Part 1: Transport and Storage of Genomic Information

MPEG-G specifies a digital container format for transmission and storage of the genomic data compressed according to Part 2 of the standard. In MPEG jargon the container format used for the transport of packetized data (i.e., stream) on a telecommunication network is referred to as Transport Format, while the container format used for storage on a physical medium (i.e., file) is referred to as File Format. The process of converting a stream to a file and vice versa is normative and specified in the standard.

File Format

An MPEG-G file is organized in a file header and one or more containers named Dataset Groups. Each Dataset Group contains a Dataset Group header, optional metadata containers and encapsulates one or more Datasets. Each Dataset has a Dataset Header, optional metadata containers and carries one or more Access Units. The Access Unit is the actual container of the compressed genomic data. It includes an Access Unit header which provides a description of the compressed content (type of data, number of reads, genomic region including the compressed reads, etc.). In the case where an MPEG-G file was constructed without Descriptor Streams, the Access Unit contains a collection of Blocks of coded information that can be decoded independently using global data at the Dataset level and eventually information contained in other Access Units, such as Access Units containing data of an MPEG-G encoded reference sequence. Otherwise, the blocks of coded information are grouped by type, concatenated and stored as Descriptor Streams. The index mechanism then allows to associate a given Access Unit to the corresponding collection of Blocks. In either case, each Block is compressed using the entropy coding techniques most suitable to the measured statistical properties. This nested data structure is depicted in Figure 2. Figure 2: Key elements of the MPEG-G File Format. Multiple Dataset Groups contain multiple Datasets of sequencing data. Each Dataset is composed of Access Units containing Genomic Records pertaining to one specific Data Class. Each Access Unit is composed by Blocks of Read Descriptors.

Transport Format

In addition to the data containers defined for the File Format, MPEG-G specifies data structures supporting packetized data transport over a network. Such structures are defined both to carry the compressed genomic data and to update metadata describing the streamed content. An example of the latter type of data is indexing information used by the receiving end to enable selective access even on partially transmitted content. The Transport Format structures are instrumental in the specification of the normative process of conversion between Transport Format (i.e., an MPEG-G stream transmitted over the internet) and File Format (i.e., an MPEG-G file stored on disk).

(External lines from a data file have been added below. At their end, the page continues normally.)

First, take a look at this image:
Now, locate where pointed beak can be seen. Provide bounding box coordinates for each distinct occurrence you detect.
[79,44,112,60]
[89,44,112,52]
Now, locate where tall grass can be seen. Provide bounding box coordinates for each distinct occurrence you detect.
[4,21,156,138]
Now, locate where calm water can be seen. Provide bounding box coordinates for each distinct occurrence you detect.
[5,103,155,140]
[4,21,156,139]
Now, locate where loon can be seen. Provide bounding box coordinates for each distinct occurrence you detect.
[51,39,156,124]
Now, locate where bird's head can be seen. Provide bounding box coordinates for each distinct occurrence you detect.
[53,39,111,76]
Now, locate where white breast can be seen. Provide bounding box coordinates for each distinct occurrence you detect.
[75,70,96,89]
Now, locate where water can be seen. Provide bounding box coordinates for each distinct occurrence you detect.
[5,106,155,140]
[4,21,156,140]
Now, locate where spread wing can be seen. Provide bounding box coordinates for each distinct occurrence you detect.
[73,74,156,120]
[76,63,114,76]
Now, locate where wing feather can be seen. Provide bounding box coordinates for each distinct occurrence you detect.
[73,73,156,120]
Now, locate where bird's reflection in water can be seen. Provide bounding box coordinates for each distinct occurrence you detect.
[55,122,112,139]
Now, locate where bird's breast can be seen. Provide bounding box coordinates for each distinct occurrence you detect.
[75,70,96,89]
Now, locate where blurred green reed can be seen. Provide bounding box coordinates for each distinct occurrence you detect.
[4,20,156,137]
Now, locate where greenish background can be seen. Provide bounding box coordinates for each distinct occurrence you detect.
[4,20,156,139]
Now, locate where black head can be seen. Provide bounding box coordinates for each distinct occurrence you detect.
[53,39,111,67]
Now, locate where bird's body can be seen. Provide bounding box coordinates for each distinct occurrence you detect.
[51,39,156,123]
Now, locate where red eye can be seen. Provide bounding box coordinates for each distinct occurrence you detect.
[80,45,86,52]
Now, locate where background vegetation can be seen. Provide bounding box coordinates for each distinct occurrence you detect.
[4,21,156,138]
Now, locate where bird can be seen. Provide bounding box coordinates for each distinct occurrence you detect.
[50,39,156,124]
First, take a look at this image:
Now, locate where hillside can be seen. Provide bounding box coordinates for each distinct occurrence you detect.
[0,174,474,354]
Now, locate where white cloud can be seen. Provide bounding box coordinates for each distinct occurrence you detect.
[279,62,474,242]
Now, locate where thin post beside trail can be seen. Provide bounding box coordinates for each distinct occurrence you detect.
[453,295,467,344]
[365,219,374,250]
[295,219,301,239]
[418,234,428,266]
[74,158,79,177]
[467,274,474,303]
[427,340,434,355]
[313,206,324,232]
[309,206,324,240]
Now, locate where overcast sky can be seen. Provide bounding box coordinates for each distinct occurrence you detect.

Access Unit is the fundamental structure allowing random and selective access to genomic data.

 Genomic records, are compressed in MPEG-G. Thus, in order to search them, filter, and access, all structures of the MPEG-G shown on Figure 1, contain metadata, with information on genomic data contained in that structure, and parameters that were used to encode them.

Access Unit is the fundamental structure allowing random access, and filtering of genomic records. Each access unit, contains genomic records from only one Data Class (P, N, M, I, HM and U, Table 1), and each access unit can be search/filtered based on the positions in the reference genome (start position, end position). Furthermore, access units can be filtered using aggregated features of genomic records encapsulated in each of them, such as read number, alignment/nucleotide quality, Number of sliced reads (Table 2), that can be accessed without decompressing the data. Similarly to Datasets and datasets groups, all access units are secured independently. Thus, one may select which regions of the genome could be made available to certain users, in order to avoid accidental findings and data lick-age. Finally, in case new sequence data would be added to a given datasets, these will be added as new access units, thus reducing the time required for file compression.Figure 1. Key elements of MPEG-G File Format. Each Access Unit contains Genomic record belonging to only one Data Class

Table 1. Six different data classes defined in MPEG-G, SR – Sequence Reads, ref. – reference genome, InDel – Insertion or deletion

Part 2: Coding of Genomic Information

Genomic Records are classified into six Data Classes according to the result of the primary alignment(s) of their reads against one or more reference sequences as shown in Table 1. Records are classified according to the types of mismatches with respect to the reference sequences used for alignment.

File Format

To further improve compression efficiency, the information contained in the clustered Genomic Records is split across Descriptor Streams. The concept of splitting the information contained in the clustered Genomic Records into Descriptor Streams allows tailoring encoding parameters according to the statistical properties of each Descriptor Stream.

Compression modes for raw sequencing data
Raw sequencing data can be encoded according to two different approaches, depending on application at hand:

  • High compression ratio and indexing
  • Low latency

Compression modes for aligned reads
Genomic sequence reads mapped onto reference sequences can be compressed following two approaches:refere

  • Reference-based compression
  • Reference-free compression

Compression modes for quality values

Due to their higher entropy and larger alphabet, quality values have proven more difficult to compress than the reads [16, 11]. In addition, there is evidence that quality values are inherently noisy, and downstream applications that use them do so in varying heuristic manners.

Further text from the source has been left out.